8 de fevereiro de 2026

UNIVAG

Por que quase nada funciona contra o câncer de pâncreas?

“Especificamente nesse câncer, ainda existem poucas alternativas realmente customizadas”, afirma Stefani. “Na maioria dos casos, a escolha do tratamento se baseia muito mais no perfil de efeitos colaterais que o paciente consegue tolerar do que em características biológicas detalhadas do tumor.”

Isso significa que, muitas vezes, o tratamento é uma aposta informada —mas ainda distante da medicina personalizada que já se tornou realidade em outros tipos de câncer.

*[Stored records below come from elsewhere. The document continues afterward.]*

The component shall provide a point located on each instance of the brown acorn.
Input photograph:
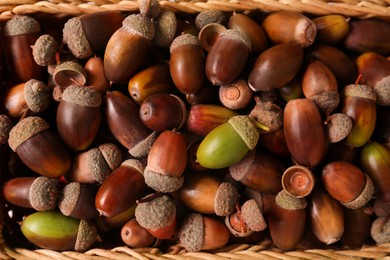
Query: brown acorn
(228, 57)
(187, 63)
(128, 47)
(39, 147)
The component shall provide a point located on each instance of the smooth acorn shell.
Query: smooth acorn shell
(304, 132)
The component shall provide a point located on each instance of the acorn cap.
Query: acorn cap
(252, 215)
(284, 200)
(44, 50)
(82, 95)
(37, 95)
(191, 233)
(338, 127)
(184, 39)
(21, 24)
(139, 24)
(165, 28)
(364, 197)
(43, 193)
(112, 154)
(86, 236)
(162, 183)
(362, 91)
(246, 128)
(25, 129)
(74, 36)
(5, 127)
(225, 199)
(156, 214)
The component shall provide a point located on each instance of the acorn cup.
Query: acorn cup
(187, 63)
(269, 73)
(128, 47)
(54, 231)
(78, 116)
(39, 147)
(19, 34)
(375, 72)
(227, 57)
(290, 27)
(348, 184)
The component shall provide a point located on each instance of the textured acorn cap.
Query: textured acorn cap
(5, 127)
(165, 28)
(162, 183)
(362, 91)
(21, 24)
(82, 95)
(284, 200)
(184, 39)
(139, 24)
(75, 38)
(364, 197)
(37, 95)
(43, 193)
(156, 214)
(338, 127)
(246, 128)
(252, 215)
(25, 129)
(86, 236)
(192, 232)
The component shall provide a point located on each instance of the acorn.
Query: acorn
(120, 190)
(228, 143)
(199, 232)
(166, 162)
(227, 57)
(39, 148)
(19, 34)
(89, 33)
(290, 27)
(269, 73)
(128, 47)
(259, 171)
(151, 80)
(202, 118)
(78, 201)
(157, 215)
(163, 111)
(39, 193)
(302, 121)
(359, 103)
(187, 63)
(78, 116)
(54, 231)
(206, 194)
(287, 220)
(348, 184)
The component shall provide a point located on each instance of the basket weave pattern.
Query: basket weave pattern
(263, 250)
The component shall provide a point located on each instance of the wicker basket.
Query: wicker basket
(263, 250)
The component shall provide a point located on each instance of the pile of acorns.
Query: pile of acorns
(197, 130)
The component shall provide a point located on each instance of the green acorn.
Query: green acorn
(228, 143)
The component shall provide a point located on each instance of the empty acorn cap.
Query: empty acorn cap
(21, 24)
(364, 197)
(156, 214)
(25, 129)
(246, 128)
(37, 95)
(82, 95)
(75, 38)
(162, 183)
(139, 24)
(192, 232)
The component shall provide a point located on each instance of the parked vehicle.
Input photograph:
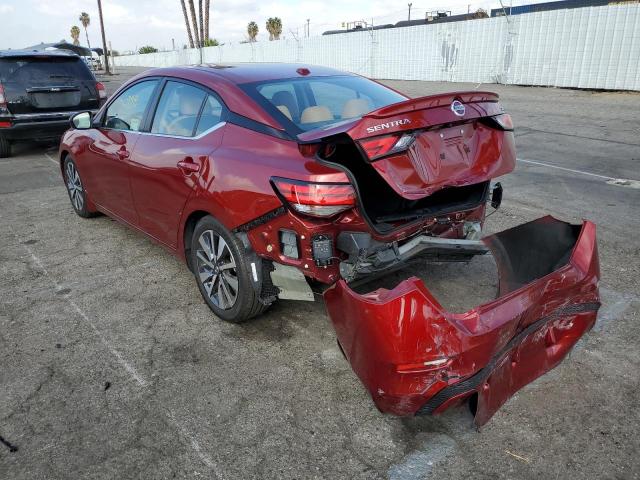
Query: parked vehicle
(39, 90)
(281, 181)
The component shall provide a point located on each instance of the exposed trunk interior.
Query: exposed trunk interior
(384, 207)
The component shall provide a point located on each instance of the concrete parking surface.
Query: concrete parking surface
(113, 367)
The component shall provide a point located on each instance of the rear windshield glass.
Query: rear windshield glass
(30, 70)
(317, 102)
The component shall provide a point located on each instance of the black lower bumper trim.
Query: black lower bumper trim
(472, 383)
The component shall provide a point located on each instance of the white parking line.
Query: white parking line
(572, 170)
(185, 434)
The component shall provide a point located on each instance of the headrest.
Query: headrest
(315, 114)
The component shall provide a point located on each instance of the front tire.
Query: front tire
(75, 189)
(5, 148)
(223, 272)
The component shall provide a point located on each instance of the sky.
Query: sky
(134, 23)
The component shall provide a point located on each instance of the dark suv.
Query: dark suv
(38, 93)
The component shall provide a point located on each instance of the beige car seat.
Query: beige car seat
(286, 99)
(285, 111)
(319, 113)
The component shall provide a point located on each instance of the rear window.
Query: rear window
(317, 102)
(29, 70)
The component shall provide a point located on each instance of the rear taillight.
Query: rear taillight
(386, 145)
(316, 199)
(3, 98)
(102, 91)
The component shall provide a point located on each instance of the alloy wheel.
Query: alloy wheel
(217, 269)
(74, 185)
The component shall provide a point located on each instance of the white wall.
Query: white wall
(594, 47)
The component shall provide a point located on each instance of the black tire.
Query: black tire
(5, 148)
(77, 194)
(247, 302)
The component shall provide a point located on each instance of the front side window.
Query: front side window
(178, 110)
(318, 102)
(127, 111)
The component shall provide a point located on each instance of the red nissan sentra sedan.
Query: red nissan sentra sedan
(275, 181)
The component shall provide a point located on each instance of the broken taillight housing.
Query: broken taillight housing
(316, 199)
(378, 147)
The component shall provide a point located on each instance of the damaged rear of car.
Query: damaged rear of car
(417, 180)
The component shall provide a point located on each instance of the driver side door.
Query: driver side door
(109, 154)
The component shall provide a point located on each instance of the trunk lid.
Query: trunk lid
(455, 141)
(41, 84)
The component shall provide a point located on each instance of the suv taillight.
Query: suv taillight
(377, 147)
(3, 99)
(102, 91)
(316, 199)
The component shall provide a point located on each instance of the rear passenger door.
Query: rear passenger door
(105, 164)
(171, 153)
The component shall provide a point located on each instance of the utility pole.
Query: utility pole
(104, 40)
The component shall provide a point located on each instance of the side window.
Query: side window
(283, 96)
(127, 111)
(211, 115)
(178, 110)
(341, 101)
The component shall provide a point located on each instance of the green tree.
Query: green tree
(274, 27)
(75, 35)
(187, 23)
(86, 21)
(147, 49)
(252, 31)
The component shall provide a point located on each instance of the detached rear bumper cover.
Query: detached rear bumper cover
(416, 358)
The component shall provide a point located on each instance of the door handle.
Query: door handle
(188, 166)
(123, 154)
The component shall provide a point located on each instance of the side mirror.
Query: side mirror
(81, 121)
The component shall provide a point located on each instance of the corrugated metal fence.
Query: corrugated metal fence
(594, 47)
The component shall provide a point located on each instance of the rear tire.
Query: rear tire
(5, 148)
(75, 189)
(223, 272)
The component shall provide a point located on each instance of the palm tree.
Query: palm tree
(252, 31)
(202, 37)
(274, 27)
(187, 23)
(192, 9)
(206, 19)
(277, 28)
(86, 21)
(75, 35)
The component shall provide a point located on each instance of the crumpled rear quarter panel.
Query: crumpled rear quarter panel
(414, 357)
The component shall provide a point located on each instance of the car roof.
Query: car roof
(256, 72)
(36, 53)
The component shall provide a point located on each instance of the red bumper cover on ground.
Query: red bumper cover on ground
(416, 358)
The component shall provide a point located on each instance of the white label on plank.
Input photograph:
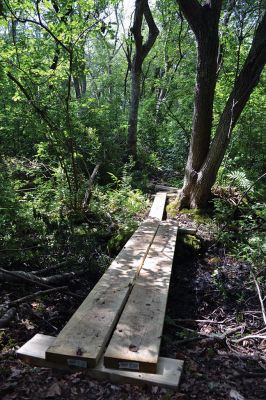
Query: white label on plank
(73, 362)
(129, 365)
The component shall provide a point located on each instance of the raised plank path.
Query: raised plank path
(82, 341)
(168, 374)
(158, 206)
(135, 285)
(136, 341)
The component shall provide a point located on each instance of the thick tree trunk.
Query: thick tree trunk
(205, 26)
(204, 160)
(133, 113)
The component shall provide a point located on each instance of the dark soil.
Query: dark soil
(210, 294)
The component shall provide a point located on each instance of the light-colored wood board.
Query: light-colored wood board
(136, 341)
(164, 188)
(158, 206)
(85, 335)
(169, 370)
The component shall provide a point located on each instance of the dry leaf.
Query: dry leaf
(235, 395)
(54, 390)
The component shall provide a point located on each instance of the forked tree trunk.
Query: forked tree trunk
(142, 9)
(204, 157)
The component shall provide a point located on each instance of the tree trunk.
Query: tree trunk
(142, 9)
(204, 157)
(133, 113)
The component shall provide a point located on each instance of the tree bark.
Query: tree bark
(204, 157)
(204, 22)
(142, 9)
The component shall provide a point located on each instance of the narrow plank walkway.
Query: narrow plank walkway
(135, 343)
(82, 341)
(135, 285)
(158, 206)
(168, 374)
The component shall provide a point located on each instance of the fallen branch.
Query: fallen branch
(248, 357)
(7, 317)
(36, 294)
(209, 339)
(43, 282)
(201, 321)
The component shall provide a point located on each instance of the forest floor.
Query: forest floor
(213, 323)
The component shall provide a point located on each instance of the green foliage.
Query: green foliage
(120, 205)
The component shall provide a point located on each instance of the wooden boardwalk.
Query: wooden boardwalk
(136, 341)
(134, 289)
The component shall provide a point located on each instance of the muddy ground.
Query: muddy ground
(213, 322)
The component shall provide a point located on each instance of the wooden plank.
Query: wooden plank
(136, 341)
(169, 370)
(83, 339)
(158, 206)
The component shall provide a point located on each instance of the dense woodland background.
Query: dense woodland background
(99, 101)
(67, 184)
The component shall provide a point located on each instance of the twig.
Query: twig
(7, 317)
(211, 338)
(260, 297)
(253, 357)
(33, 281)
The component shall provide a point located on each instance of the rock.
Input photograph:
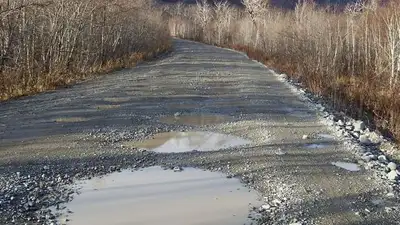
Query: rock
(392, 175)
(359, 126)
(266, 206)
(363, 139)
(382, 158)
(366, 158)
(373, 157)
(392, 166)
(340, 123)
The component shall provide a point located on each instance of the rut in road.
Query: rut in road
(295, 174)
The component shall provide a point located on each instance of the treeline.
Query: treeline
(47, 43)
(350, 57)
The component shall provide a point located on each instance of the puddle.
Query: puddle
(105, 107)
(188, 141)
(154, 196)
(117, 99)
(347, 166)
(70, 119)
(326, 136)
(195, 120)
(317, 145)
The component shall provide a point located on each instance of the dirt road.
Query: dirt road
(195, 88)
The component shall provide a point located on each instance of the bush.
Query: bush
(44, 44)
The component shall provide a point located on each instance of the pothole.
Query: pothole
(154, 196)
(326, 136)
(117, 99)
(105, 107)
(317, 145)
(70, 119)
(347, 166)
(195, 120)
(188, 141)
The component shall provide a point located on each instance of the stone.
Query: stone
(340, 123)
(382, 158)
(359, 126)
(177, 169)
(392, 166)
(393, 175)
(363, 139)
(266, 206)
(349, 127)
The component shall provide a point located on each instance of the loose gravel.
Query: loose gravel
(44, 150)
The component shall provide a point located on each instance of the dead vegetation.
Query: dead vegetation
(351, 57)
(48, 43)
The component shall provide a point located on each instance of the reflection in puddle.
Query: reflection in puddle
(326, 136)
(316, 146)
(105, 107)
(154, 196)
(70, 119)
(347, 166)
(117, 99)
(195, 120)
(188, 141)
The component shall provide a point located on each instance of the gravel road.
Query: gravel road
(49, 140)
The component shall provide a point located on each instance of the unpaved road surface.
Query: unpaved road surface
(48, 140)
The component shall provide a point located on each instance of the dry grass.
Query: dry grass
(49, 43)
(351, 58)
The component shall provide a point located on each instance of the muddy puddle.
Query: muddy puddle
(188, 141)
(195, 120)
(154, 196)
(317, 145)
(347, 166)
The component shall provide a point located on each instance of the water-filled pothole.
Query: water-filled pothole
(326, 136)
(154, 196)
(195, 120)
(347, 166)
(188, 141)
(317, 145)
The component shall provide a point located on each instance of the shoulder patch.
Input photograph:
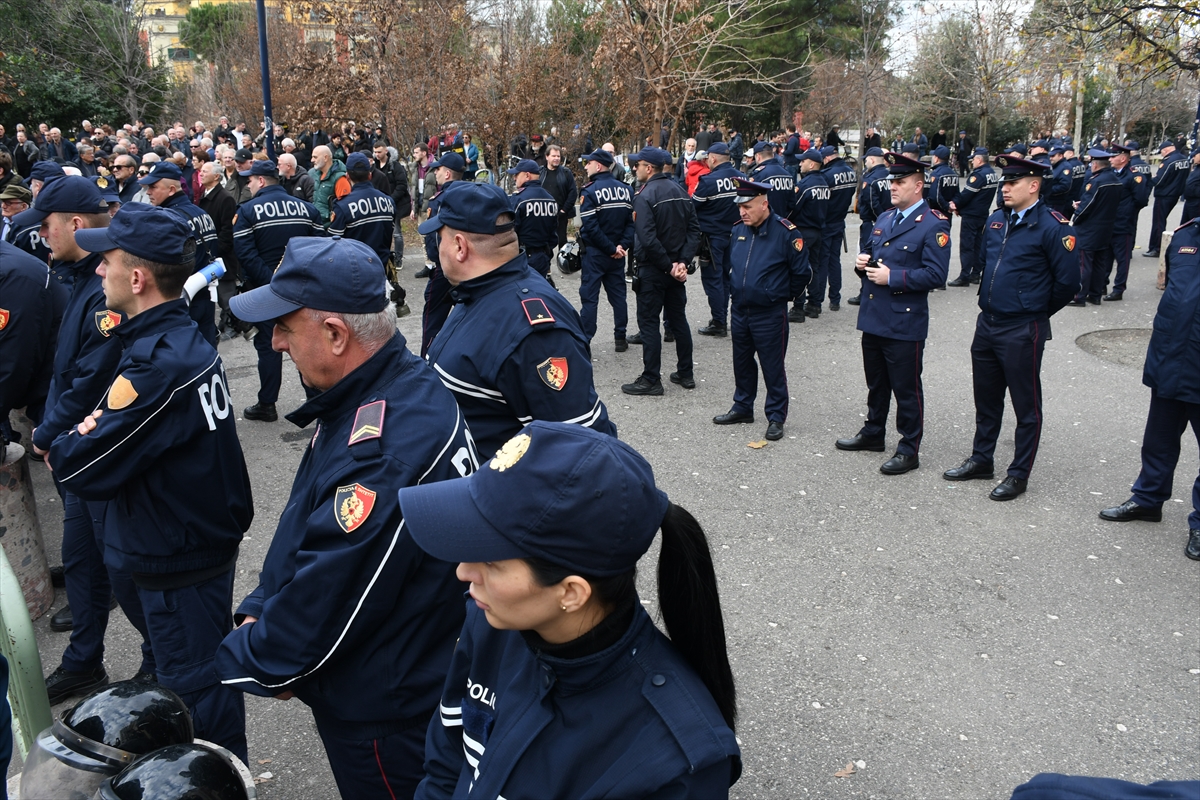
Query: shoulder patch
(367, 422)
(106, 320)
(537, 311)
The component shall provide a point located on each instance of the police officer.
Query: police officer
(1173, 174)
(262, 229)
(906, 258)
(369, 215)
(972, 205)
(370, 662)
(165, 188)
(769, 266)
(841, 180)
(666, 236)
(606, 217)
(1041, 275)
(1095, 216)
(159, 447)
(84, 364)
(537, 216)
(511, 349)
(808, 216)
(1173, 373)
(717, 214)
(437, 292)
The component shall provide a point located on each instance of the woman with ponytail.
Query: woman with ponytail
(561, 685)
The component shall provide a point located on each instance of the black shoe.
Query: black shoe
(1129, 510)
(1009, 488)
(261, 411)
(969, 470)
(899, 464)
(643, 385)
(61, 684)
(859, 443)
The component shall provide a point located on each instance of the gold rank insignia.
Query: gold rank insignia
(106, 320)
(121, 394)
(352, 506)
(367, 422)
(511, 452)
(553, 373)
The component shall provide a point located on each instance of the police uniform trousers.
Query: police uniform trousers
(714, 275)
(1008, 355)
(438, 304)
(186, 626)
(1163, 206)
(661, 294)
(90, 587)
(609, 272)
(971, 239)
(1165, 425)
(762, 332)
(382, 763)
(893, 367)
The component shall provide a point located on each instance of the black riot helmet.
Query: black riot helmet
(191, 771)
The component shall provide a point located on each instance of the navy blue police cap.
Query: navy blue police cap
(472, 208)
(451, 161)
(528, 166)
(337, 275)
(561, 492)
(162, 170)
(142, 229)
(748, 190)
(899, 164)
(601, 156)
(1013, 168)
(67, 194)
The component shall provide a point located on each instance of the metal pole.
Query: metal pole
(268, 122)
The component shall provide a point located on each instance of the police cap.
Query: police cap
(472, 208)
(337, 275)
(67, 194)
(141, 229)
(748, 190)
(571, 495)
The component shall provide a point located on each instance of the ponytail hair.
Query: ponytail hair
(691, 607)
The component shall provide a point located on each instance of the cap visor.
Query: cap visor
(444, 522)
(261, 305)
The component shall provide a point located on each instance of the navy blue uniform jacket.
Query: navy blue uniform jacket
(917, 254)
(606, 215)
(165, 453)
(1173, 359)
(352, 615)
(513, 350)
(1030, 270)
(769, 264)
(630, 721)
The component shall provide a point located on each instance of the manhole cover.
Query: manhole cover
(1126, 347)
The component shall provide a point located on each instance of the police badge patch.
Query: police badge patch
(553, 373)
(352, 506)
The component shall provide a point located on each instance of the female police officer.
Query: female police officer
(561, 686)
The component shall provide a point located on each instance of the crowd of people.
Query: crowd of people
(490, 447)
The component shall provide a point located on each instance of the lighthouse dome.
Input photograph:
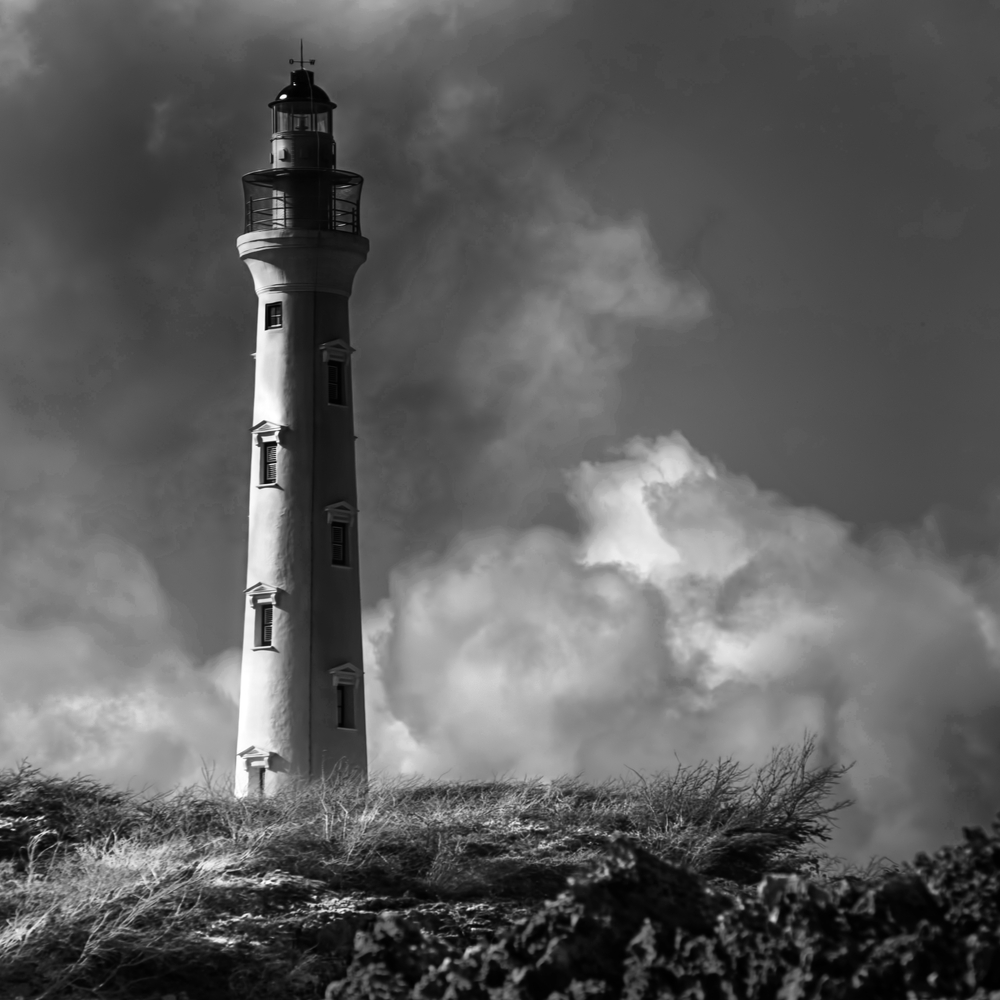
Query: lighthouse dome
(303, 90)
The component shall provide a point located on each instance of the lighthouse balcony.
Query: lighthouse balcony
(327, 200)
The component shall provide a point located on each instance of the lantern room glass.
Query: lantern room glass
(298, 116)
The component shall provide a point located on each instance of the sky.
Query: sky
(674, 385)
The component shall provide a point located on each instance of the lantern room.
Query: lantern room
(303, 189)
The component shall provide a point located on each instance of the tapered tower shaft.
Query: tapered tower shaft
(302, 682)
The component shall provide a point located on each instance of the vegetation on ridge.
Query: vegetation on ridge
(200, 894)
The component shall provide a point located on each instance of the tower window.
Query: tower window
(272, 315)
(264, 625)
(335, 389)
(338, 544)
(269, 462)
(345, 706)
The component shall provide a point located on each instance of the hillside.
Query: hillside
(367, 884)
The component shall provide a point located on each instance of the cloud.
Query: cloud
(698, 615)
(16, 52)
(93, 677)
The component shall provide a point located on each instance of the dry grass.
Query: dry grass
(121, 892)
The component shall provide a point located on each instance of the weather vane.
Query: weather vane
(302, 61)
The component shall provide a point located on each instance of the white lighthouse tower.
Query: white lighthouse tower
(302, 682)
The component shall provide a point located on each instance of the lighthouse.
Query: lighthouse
(302, 680)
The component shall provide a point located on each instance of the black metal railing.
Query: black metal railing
(277, 212)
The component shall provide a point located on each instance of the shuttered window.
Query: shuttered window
(345, 706)
(269, 462)
(338, 544)
(266, 613)
(335, 389)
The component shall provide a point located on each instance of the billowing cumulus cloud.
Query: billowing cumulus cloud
(697, 615)
(652, 603)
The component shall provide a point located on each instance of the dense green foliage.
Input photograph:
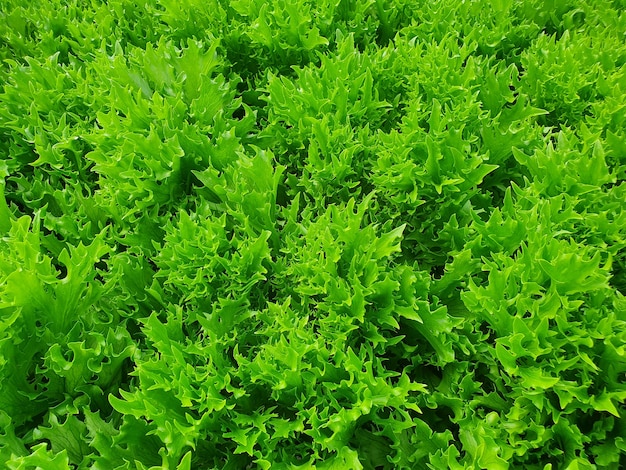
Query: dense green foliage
(322, 235)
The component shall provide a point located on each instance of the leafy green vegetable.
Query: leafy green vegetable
(324, 235)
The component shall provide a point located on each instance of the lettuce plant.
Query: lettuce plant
(347, 234)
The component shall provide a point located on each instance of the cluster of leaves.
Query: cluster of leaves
(347, 234)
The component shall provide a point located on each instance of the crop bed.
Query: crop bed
(291, 234)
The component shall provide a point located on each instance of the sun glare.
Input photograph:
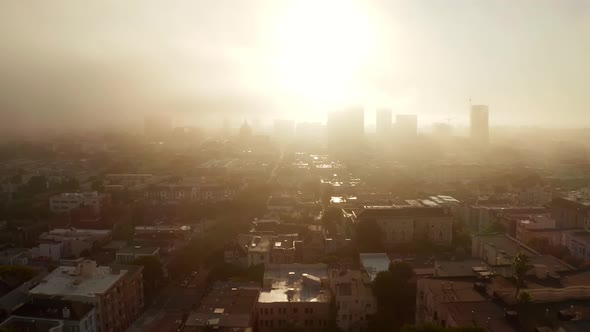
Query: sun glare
(322, 45)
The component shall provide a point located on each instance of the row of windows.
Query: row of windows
(270, 311)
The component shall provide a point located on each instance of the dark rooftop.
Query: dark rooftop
(53, 309)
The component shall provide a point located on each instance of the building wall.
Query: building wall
(308, 315)
(579, 248)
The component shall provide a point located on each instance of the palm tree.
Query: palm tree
(520, 264)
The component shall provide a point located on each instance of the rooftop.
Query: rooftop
(53, 309)
(295, 283)
(484, 314)
(454, 291)
(138, 250)
(74, 281)
(226, 305)
(538, 221)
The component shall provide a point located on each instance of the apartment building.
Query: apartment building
(116, 292)
(416, 220)
(355, 302)
(295, 295)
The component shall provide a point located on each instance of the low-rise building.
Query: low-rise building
(69, 242)
(355, 302)
(65, 316)
(296, 295)
(457, 303)
(227, 307)
(540, 226)
(578, 243)
(67, 202)
(416, 220)
(15, 256)
(128, 255)
(116, 292)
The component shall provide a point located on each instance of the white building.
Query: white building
(57, 315)
(67, 202)
(355, 302)
(115, 293)
(69, 242)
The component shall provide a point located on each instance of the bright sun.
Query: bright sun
(322, 45)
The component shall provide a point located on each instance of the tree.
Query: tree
(152, 272)
(520, 265)
(395, 295)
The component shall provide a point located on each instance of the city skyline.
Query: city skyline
(203, 61)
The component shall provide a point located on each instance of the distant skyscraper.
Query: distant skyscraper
(346, 128)
(383, 122)
(406, 126)
(480, 130)
(442, 130)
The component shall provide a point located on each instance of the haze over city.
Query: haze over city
(295, 166)
(67, 63)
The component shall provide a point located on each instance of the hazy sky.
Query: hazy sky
(67, 62)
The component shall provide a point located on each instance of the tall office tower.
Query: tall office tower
(157, 126)
(406, 126)
(480, 128)
(346, 129)
(383, 123)
(441, 130)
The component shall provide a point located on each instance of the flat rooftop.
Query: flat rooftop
(138, 250)
(66, 281)
(295, 283)
(228, 305)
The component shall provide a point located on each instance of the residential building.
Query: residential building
(227, 307)
(15, 256)
(355, 302)
(578, 243)
(295, 295)
(457, 303)
(67, 202)
(416, 220)
(571, 212)
(70, 242)
(251, 249)
(115, 292)
(480, 127)
(128, 255)
(540, 226)
(66, 316)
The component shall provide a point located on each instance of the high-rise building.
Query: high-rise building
(383, 123)
(480, 130)
(406, 126)
(346, 129)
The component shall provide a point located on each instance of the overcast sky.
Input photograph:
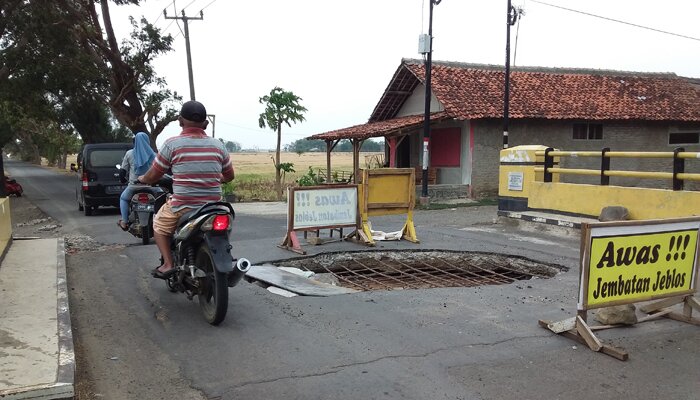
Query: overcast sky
(339, 55)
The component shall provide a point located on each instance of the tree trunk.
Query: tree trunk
(278, 174)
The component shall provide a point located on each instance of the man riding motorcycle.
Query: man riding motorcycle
(199, 165)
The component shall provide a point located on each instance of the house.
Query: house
(569, 109)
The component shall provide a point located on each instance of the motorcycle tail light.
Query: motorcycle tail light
(142, 198)
(85, 181)
(220, 223)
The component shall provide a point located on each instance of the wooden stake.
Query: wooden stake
(587, 335)
(650, 308)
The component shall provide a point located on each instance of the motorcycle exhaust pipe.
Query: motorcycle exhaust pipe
(243, 264)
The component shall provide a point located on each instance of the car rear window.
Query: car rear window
(105, 157)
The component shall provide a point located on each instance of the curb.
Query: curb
(63, 387)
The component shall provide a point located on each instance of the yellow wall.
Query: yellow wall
(642, 203)
(5, 224)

Segundo o especialista, estudos como esse não trazem uma solução imediata, mas ajudam a montar o quebra-cabeça. A principal mensagem é que atacar apenas a célula tumoral pode não ser suficiente.

“Essas descobertas são mais um passo para entender o macroambiente tumoral”, diz Stefani. “Provavelmente, as estratégias mais promissoras vão combinar abordagens: atacar o tumor em si e, ao mesmo tempo, modificar o microambiente que o protege.”

Por que os estudos em ratos conseguem resultados melhores?

Pesquisas recentes que conseguiram eliminar tumores pancreáticos em ratos ajudam a entender caminhos possíveis —e também os limites da ciência atual. Em comum, esses estudos não tentam atacar apenas a célula cancerígena, mas desmontar as defesas que tornam o câncer de pâncreas tão resistente.

Nos modelos experimentais, as estratégias costumam reduzir ou remodelar o estroma tumoral, a camada espessa de colágeno e fibroblastos que funciona como uma blindagem física.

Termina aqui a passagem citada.